Hori N, Tsukamoto G, Imamura A, Ohashi M, Saito T, Yoshino K
New Drug Research Laboratories, Kanebo, Ltd., Osaka, Japan.
Chem Pharm Bull (Tokyo). 1992 Sep;40(9):2387-90. doi: 10.1248/cpb.40.2387.
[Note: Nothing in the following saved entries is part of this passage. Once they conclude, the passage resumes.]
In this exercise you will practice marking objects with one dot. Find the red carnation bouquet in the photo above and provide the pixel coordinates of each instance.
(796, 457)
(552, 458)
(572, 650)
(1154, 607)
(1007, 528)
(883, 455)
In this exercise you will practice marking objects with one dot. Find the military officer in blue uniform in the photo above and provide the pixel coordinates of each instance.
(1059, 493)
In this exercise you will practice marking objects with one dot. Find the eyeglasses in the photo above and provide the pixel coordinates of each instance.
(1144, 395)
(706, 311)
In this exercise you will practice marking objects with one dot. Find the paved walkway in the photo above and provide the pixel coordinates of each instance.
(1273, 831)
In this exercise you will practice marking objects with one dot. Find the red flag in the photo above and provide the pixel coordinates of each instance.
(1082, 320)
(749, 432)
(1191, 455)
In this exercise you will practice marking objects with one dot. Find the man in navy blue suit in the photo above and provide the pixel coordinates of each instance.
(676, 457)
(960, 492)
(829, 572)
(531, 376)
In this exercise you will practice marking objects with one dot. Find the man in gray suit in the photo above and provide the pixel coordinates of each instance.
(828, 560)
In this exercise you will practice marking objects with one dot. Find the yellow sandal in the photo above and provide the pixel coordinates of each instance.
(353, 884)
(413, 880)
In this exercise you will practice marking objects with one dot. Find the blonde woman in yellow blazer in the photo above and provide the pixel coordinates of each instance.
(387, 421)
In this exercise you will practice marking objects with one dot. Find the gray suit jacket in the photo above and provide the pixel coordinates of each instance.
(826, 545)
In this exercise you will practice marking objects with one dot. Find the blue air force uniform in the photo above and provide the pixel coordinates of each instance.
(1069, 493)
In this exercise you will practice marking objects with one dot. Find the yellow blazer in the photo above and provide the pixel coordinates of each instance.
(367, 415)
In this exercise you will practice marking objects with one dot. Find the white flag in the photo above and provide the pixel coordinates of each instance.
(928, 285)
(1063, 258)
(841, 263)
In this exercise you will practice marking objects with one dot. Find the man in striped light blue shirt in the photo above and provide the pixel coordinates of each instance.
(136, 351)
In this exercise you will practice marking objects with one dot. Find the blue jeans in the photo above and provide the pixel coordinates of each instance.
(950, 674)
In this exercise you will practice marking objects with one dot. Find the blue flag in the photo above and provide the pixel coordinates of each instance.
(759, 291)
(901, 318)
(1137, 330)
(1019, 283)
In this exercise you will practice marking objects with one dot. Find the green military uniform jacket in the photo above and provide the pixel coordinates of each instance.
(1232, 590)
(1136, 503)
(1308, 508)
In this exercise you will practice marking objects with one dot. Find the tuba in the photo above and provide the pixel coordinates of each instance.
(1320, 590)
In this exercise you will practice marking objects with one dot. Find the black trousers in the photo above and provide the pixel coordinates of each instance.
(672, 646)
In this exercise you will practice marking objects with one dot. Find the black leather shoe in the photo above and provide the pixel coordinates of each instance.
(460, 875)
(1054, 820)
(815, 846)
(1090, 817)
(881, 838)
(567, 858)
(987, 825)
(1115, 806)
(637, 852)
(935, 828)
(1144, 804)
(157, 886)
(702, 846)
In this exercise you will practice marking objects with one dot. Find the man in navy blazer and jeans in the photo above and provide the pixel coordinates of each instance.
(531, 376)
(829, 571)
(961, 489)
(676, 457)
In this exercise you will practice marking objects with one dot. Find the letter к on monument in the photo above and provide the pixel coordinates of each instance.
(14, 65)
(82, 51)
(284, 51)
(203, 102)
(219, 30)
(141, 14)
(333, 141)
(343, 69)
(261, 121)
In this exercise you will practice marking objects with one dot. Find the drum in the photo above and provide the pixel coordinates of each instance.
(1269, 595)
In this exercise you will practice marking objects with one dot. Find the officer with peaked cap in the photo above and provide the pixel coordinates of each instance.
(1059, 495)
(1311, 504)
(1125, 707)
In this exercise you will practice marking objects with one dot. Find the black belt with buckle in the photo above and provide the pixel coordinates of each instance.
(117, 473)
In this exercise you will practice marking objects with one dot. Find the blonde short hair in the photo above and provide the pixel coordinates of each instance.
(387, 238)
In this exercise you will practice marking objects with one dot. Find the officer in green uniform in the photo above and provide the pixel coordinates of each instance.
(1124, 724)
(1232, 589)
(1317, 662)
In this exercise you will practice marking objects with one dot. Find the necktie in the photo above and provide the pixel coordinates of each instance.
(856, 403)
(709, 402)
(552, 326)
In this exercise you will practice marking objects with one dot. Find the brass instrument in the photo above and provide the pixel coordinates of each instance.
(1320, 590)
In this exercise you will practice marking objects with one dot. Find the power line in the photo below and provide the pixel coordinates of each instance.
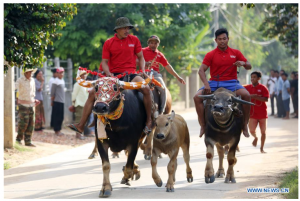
(245, 37)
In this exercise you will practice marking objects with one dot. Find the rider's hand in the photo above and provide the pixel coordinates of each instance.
(180, 80)
(207, 89)
(239, 63)
(109, 74)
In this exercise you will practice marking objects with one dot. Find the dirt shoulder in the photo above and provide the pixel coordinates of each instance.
(47, 143)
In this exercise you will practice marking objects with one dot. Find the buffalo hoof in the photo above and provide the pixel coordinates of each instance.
(105, 194)
(115, 155)
(126, 182)
(92, 156)
(210, 179)
(136, 176)
(220, 173)
(190, 180)
(170, 190)
(159, 184)
(147, 157)
(228, 180)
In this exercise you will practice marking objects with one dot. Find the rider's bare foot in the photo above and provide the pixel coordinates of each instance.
(262, 151)
(245, 132)
(254, 143)
(202, 131)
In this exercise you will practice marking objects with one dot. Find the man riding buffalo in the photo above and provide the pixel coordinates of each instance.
(223, 62)
(153, 58)
(119, 56)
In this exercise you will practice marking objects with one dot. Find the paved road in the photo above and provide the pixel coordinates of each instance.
(70, 174)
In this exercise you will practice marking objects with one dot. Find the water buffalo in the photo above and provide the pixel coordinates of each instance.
(223, 114)
(171, 133)
(124, 116)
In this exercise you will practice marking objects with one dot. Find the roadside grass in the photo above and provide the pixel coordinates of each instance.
(21, 148)
(290, 180)
(6, 165)
(8, 154)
A series of 2-(4-methylphenyl)benzothiazoles was synthesized and evaluated using an adjuvant-induced arthritic rat model. This class of desired compounds affecting the immune response was found using hemagglutination assay. 4-Acetoxy-2-(4-methylphenyl)benzothiazole (7m), KB-2683, was most potent in the adjuvant-induced arthritic rat model and selected for further evaluation. In contrast to nonsteroidal antiinflammatory drugs, compound 7m showed no antiinflammatory or analgesic activities. It did, however, show an immunomodulatory activity in enhanced delayed type hypersensitivity.
合成了一系列2-(4-甲基苯基)苯并噻唑,并使用佐剂诱导的关节炎大鼠模型进行评估。通过血凝试验发现了这类影响免疫反应的目标化合物。4-乙酰氧基-2-(4-甲基苯基)苯并噻唑(7m),即KB-2683,在佐剂诱导的关节炎大鼠模型中活性最强,并被选作进一步评估。与非甾体抗炎药不同,化合物7m没有抗炎或镇痛活性。然而,它在增强的迟发型超敏反应中显示出免疫调节活性。